Governor Abdullah recounted the vital statistics describing his province:
- Established in 2004
- Consists of 2, 400 islands; 60% inhabited
- Surface area measures 250, 000 sq/km; 5% land
- Rich in iron ore, tin, gas, fisheries, and oil
- Population 1.2M; 700k in Batam; 200k in Bintan; 100k in Karimun
The Special Economic Zone, which is comprised of Batam, Bintan and Karimoon islands, holds more than $9B in direct foreign investment. Over 900 multinational companies operate in the SEZ. Additional investments of $6B are forecast over the next five years. This investment is attracted to the SEZ because of its strategic location, (immediately across the straits from Singapore) its developed infrastructure, and its attractive tax structure. Moreover, the security situation, including a substantial decline in pirate attacks in the adjacent waters, has improved considerably over the past three years.
Q: It’s been reported that the provincial government in the Riau province wanted to purchase extra patrol boats in order to increase security. Has this happened?
A: Four patrol boats were provided by the U.S. Eight to 10 were provided to Indonesia as a whole. Riau will use the patrol boats to protect the province from piracy and smuggling, but we would like to add more. The provincial airports also have improved security with assistance from the U.S. Trade and Development Agency (USTDA).
Q: Who owns the patrol boats? Riau province or Jakarta? What is the Navy’s effectiveness patrolling the area?
A: The boats belong to the local provincial police. The islands are guarded by police and the Navy, as the Navy’s operation is much wider than the police. The Navy can venture to the South China Sea and the Malacca Straits. But the Navy boats are few in number, which is why we have joint patrols with Singapore.
Q: With the free economic zone regulations, how easy is it to obtain work permits for third country parties? It’s not easy in Jakarta, but is it better in Riau?

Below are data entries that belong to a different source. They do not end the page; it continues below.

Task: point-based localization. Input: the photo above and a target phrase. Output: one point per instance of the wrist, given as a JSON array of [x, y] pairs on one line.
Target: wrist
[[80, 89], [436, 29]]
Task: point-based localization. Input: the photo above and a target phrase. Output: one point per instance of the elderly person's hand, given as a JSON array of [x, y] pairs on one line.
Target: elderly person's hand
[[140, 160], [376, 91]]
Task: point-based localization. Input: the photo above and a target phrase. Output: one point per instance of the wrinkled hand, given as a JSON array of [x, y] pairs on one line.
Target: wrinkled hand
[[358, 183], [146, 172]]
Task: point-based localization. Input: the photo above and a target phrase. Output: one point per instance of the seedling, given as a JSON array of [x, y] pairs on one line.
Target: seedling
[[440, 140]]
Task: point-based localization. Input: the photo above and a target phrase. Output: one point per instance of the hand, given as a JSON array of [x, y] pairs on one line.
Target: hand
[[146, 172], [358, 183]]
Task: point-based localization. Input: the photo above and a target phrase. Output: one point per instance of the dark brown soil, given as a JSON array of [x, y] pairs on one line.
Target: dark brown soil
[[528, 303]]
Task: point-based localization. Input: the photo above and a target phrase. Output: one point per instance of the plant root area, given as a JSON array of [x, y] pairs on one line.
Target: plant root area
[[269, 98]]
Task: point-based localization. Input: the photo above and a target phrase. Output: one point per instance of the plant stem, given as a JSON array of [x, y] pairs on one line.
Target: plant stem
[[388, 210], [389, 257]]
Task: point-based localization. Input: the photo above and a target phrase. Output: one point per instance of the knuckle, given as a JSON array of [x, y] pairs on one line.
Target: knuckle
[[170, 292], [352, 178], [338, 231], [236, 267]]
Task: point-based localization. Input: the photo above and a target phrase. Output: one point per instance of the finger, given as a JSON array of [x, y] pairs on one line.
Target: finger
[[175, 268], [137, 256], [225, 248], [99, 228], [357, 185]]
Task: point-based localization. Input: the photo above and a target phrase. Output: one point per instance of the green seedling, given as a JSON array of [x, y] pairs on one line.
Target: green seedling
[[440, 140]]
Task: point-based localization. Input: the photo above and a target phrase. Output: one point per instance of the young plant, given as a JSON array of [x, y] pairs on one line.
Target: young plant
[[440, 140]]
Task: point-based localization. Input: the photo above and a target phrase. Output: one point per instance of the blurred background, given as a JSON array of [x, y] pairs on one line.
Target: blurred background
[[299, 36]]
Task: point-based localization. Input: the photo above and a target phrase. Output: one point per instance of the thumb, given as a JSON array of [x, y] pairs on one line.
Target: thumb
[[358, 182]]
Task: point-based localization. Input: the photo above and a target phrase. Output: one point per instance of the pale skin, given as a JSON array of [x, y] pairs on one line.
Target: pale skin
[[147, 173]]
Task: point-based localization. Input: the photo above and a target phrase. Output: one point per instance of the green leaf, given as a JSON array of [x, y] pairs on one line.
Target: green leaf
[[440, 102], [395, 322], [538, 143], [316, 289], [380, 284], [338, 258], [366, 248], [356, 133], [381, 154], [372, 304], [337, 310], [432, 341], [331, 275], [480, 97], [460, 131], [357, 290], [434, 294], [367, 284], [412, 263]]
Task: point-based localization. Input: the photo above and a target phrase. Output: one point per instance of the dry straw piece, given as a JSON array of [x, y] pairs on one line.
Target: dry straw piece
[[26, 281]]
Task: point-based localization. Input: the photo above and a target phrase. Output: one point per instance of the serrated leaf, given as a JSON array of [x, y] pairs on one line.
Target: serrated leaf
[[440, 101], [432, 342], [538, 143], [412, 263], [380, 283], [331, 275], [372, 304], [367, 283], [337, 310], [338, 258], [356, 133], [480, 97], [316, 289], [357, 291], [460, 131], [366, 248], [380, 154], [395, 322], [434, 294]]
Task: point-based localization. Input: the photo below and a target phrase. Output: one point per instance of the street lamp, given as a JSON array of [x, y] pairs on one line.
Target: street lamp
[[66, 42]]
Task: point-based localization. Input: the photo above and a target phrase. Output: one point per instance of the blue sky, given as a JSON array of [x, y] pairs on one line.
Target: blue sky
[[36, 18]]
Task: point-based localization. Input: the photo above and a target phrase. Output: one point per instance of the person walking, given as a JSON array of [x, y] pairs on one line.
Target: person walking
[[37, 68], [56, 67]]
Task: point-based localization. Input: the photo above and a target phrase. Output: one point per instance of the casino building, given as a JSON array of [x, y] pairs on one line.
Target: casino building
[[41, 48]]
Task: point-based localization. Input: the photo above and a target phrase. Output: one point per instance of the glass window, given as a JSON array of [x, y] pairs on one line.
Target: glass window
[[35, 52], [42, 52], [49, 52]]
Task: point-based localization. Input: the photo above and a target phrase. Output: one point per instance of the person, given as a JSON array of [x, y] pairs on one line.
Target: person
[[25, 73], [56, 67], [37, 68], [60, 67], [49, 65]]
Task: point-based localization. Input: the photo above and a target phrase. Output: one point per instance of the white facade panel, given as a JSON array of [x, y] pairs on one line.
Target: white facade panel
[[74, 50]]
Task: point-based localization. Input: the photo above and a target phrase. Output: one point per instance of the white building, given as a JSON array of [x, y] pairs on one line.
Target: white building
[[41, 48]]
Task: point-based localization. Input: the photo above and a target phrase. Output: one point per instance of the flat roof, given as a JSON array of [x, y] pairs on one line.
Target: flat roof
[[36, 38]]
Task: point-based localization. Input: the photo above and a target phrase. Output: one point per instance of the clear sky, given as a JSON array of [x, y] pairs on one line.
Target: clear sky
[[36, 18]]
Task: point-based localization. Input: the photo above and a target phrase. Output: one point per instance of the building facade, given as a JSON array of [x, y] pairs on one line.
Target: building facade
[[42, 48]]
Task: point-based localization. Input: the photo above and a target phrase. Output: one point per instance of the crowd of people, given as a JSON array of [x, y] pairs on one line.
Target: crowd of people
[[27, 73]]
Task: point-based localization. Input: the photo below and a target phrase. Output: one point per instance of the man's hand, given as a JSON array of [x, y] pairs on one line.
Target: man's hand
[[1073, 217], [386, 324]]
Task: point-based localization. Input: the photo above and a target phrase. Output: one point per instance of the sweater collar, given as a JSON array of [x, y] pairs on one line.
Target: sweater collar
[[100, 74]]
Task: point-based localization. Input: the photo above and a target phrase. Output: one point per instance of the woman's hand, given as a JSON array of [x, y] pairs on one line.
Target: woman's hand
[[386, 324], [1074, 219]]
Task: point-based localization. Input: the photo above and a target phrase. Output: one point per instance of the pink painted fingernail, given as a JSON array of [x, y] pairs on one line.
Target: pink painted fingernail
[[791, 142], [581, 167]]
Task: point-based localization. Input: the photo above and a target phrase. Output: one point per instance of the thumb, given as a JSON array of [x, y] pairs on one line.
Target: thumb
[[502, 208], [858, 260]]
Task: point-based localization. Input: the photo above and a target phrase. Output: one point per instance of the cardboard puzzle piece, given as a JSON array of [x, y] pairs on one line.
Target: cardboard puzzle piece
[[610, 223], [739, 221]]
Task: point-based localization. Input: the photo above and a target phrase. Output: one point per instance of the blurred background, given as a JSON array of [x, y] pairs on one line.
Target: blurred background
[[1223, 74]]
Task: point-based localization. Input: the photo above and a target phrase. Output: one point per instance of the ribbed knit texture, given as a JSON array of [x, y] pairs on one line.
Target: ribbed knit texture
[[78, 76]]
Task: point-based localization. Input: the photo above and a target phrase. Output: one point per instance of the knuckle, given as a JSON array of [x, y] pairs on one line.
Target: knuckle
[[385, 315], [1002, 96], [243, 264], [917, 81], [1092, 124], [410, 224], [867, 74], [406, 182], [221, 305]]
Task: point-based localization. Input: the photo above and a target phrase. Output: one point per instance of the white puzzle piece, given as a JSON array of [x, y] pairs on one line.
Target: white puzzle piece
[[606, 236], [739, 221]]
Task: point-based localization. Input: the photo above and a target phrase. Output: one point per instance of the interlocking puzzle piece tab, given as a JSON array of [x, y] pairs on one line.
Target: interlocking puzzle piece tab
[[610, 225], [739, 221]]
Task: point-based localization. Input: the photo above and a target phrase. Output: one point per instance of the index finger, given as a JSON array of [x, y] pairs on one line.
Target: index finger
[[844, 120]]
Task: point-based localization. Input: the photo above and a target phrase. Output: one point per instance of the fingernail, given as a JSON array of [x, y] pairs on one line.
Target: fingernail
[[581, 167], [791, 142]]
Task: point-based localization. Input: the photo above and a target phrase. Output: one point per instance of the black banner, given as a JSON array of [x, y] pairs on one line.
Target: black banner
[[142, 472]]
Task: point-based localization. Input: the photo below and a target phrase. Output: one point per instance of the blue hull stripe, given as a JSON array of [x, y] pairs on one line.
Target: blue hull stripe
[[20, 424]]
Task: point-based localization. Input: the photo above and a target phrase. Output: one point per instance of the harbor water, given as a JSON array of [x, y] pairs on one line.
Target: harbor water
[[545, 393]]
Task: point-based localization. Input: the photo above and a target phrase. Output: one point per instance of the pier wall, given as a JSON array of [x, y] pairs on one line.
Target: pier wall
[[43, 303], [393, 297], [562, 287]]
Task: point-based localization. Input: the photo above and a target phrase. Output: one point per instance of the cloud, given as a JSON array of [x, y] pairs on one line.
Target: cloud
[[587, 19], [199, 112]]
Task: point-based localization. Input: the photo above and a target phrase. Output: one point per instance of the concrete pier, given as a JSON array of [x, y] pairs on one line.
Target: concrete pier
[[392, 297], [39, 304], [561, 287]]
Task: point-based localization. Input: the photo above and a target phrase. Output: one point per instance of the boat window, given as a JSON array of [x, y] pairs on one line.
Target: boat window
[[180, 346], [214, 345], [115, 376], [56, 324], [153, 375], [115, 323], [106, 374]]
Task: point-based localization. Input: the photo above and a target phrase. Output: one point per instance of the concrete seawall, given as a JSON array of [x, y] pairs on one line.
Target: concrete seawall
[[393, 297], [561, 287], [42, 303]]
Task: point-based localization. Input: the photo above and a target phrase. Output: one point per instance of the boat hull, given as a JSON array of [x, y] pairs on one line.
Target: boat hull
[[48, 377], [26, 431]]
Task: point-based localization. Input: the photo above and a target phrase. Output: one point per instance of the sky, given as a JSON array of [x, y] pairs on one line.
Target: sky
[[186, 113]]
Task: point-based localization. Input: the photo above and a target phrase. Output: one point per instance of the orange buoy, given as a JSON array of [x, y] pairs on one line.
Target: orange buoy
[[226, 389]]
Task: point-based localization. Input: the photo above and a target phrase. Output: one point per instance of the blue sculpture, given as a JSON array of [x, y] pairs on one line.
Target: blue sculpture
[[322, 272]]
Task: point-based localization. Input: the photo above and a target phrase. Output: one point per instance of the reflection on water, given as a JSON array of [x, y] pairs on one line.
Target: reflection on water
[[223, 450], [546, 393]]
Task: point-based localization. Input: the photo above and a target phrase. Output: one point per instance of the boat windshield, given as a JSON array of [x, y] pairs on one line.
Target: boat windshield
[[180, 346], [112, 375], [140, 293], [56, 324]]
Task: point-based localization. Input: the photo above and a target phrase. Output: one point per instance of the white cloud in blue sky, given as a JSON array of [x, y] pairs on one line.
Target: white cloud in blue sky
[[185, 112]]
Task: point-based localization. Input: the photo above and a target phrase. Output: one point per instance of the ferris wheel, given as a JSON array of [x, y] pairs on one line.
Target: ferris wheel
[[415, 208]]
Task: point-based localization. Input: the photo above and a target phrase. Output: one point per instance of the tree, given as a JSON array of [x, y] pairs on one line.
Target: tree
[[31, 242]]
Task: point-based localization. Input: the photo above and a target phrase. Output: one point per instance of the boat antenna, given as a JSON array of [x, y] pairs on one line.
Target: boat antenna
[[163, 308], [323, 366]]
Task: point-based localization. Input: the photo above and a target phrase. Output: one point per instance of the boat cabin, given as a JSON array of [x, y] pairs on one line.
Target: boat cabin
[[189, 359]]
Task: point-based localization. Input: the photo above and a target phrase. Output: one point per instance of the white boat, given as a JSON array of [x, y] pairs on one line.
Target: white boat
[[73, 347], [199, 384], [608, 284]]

A: Under the new law, one can obtain a work permit in less than a week. Riau province has a one-stop service, and you no longer have to go through Jakarta to obtain a work permit in Riau.
Q: What is the potential for separation now? Are the people and Jakarta more relaxed?
A: Decentralization is well under way. The governors are elected by the people, and so is the mayor and the village chief. The new law that brought about the economic zones gives the local government jurisdiction over the zone. Jakarta will only supervise.
Q: What was it that separated the Riau province from mainland Riau on Sumatra?
A: The islanders felt they were not treated well by Sumatra and organized a movement that was supported by Jakarta. From an economic point of view, it was understood that the islands needed to be separate. And in 2004, the provincial government was established.